The girl was out to wear us down.
“Show me.”
Thirteen
McGrath on the hunt
Annie was one of us now, and we wrestled with the unfairness. “She’s either full-fledged or she’s not,” Jack said. “We should tell her. McGrath hasn’t been on our backs for weeks.”
“You think he’s gone away?” I sputtered. “He’s coming for Sunday dinner. To my house.”
“Your mom really likes him, eh?”
“She doesn’t know him. Not like we do.”
“Soon you’ll be calling him Daddy.”
“Shit, you think I’m not worried?”
“You can’t let him into the den—your father’s books . . . If he starts snooping around . . .”
“Jesus, Jack, I’m not stupid.”
“I enjoy his company. He’s an interesting man.” My mother assured me they were friends and nothing more. “Bryan is old enough to be my father. Gra
ndfather.”
“When has that ever stopped you?” I said.
“Pardon me? What did you just say?”
“I don’t like him.”
“If I listened to you, I wouldn’t have a friend in the world.”
“I liked Dottie.”
“How does that have anything to do with Mr. McGrath? One does not cancel out the other.”
“He smells like tobacco.”
“If I based my friendships on who smokes, I’d eliminate ninety percent of the people I know.”
“I don’t like him.”
“Oh, my! You won’t let up, will you? You get so angry when I choose friends for you, but it’s okay for you to choose for me?”
“Jack’s mom is nice. She can be your new Dottie.”
“Mollie Levin and I are friends. Good friends. But it’s different. Different with Mr. McGrath.”
“He’s not your friend.”
“You can’t have me all to yourself, Leo. I have a right to a life, too. I’m warning you, you be polite to him. He’s a writer. You can learn from him. Didn’t you say you wanted to be a writer, too?”
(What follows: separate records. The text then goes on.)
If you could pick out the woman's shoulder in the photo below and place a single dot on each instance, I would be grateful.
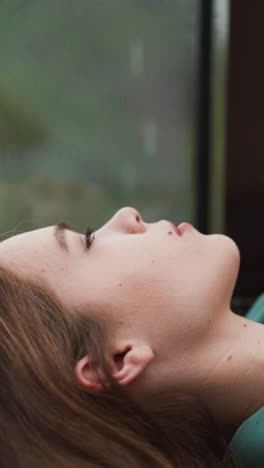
(247, 443)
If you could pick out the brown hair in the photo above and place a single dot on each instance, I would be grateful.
(48, 420)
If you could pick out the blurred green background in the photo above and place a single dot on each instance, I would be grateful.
(98, 110)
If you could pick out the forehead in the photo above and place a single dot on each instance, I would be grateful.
(27, 239)
(28, 246)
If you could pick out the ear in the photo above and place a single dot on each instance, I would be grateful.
(127, 363)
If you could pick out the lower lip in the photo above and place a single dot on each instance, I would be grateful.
(183, 227)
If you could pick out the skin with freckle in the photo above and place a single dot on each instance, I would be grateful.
(172, 285)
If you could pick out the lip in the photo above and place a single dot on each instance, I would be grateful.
(175, 228)
(183, 227)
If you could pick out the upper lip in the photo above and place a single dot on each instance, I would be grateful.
(175, 228)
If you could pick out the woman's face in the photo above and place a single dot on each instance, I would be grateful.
(152, 282)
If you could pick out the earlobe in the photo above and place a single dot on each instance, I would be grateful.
(134, 362)
(86, 376)
(127, 364)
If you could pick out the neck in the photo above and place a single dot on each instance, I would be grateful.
(233, 371)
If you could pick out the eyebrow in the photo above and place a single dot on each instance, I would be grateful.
(59, 233)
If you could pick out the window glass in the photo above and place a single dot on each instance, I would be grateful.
(97, 110)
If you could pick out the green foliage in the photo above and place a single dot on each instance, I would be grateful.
(20, 128)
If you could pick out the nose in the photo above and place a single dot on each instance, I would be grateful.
(128, 220)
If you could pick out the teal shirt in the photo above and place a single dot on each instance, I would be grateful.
(248, 441)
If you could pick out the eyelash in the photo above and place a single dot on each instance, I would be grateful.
(88, 237)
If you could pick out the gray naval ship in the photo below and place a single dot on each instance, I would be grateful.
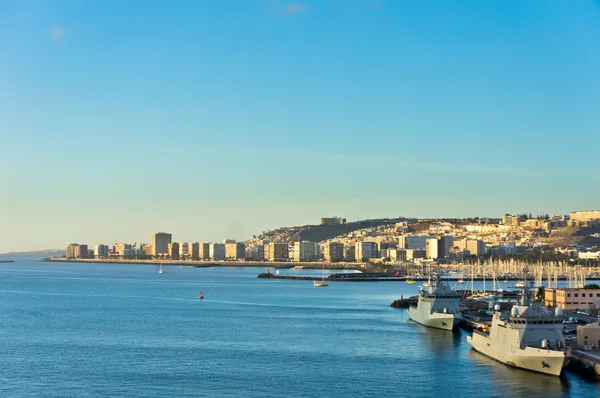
(437, 306)
(528, 337)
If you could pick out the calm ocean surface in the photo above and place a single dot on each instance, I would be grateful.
(124, 330)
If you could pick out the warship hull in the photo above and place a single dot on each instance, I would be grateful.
(434, 320)
(539, 360)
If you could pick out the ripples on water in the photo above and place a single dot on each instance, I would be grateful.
(97, 330)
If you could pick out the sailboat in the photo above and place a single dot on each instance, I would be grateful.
(322, 283)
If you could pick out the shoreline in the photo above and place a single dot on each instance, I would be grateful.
(208, 264)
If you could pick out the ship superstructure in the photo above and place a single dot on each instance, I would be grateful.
(438, 306)
(529, 336)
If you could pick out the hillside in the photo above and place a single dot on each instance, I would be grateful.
(572, 236)
(319, 233)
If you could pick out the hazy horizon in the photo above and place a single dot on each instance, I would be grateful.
(221, 120)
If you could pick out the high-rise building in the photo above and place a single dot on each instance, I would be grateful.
(184, 249)
(350, 253)
(235, 251)
(100, 251)
(256, 253)
(72, 250)
(383, 248)
(476, 247)
(147, 249)
(431, 248)
(217, 251)
(413, 254)
(82, 251)
(306, 251)
(160, 243)
(204, 251)
(398, 254)
(194, 250)
(402, 242)
(333, 221)
(173, 250)
(445, 244)
(276, 251)
(417, 241)
(121, 247)
(333, 252)
(366, 250)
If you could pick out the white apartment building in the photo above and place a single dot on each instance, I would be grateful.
(365, 250)
(217, 251)
(306, 251)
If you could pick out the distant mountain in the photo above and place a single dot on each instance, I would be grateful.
(319, 233)
(34, 254)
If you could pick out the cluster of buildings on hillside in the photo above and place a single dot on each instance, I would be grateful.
(397, 242)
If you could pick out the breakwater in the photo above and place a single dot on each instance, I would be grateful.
(359, 277)
(208, 263)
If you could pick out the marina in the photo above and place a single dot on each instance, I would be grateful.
(238, 310)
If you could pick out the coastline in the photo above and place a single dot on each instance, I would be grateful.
(208, 264)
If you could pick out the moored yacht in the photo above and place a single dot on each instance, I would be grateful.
(528, 337)
(438, 306)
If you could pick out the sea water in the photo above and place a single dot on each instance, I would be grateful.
(69, 329)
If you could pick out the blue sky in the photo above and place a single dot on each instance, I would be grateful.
(223, 119)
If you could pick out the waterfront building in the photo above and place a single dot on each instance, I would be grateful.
(383, 248)
(402, 242)
(173, 250)
(589, 255)
(276, 251)
(431, 248)
(256, 253)
(81, 251)
(235, 251)
(445, 244)
(476, 247)
(417, 241)
(160, 243)
(512, 221)
(414, 254)
(306, 251)
(147, 249)
(333, 221)
(194, 250)
(587, 215)
(350, 253)
(333, 252)
(398, 254)
(217, 251)
(120, 248)
(588, 336)
(72, 250)
(366, 251)
(571, 298)
(100, 251)
(204, 251)
(184, 249)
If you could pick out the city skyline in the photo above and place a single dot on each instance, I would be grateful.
(222, 120)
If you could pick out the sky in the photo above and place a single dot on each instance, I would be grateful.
(223, 119)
“I want to be what Dad was.”
“You don’t have a clue what Daddy was. I barely know.”
This was a revelation. “I thought you said he was a . . . a . . .” Jesus. In all these years, I’d never asked and she’d never stepped up to say. His books, his age, the freaky circumstances of his death—this was the sum total of my knowledge of him, the material on Alexander Berry so lacking, my mother had been unable to build a convincing mythology. She’d left the job to me, and the bio I’d concocted didn’t go much beyond blood on a toilet floor.
“He did something,” she said, floundering as I floundered. “Something to do with insurance. Or importing and exporting. He was vague—what can I say? Your daddy was not a talkative man. He preferred to read.”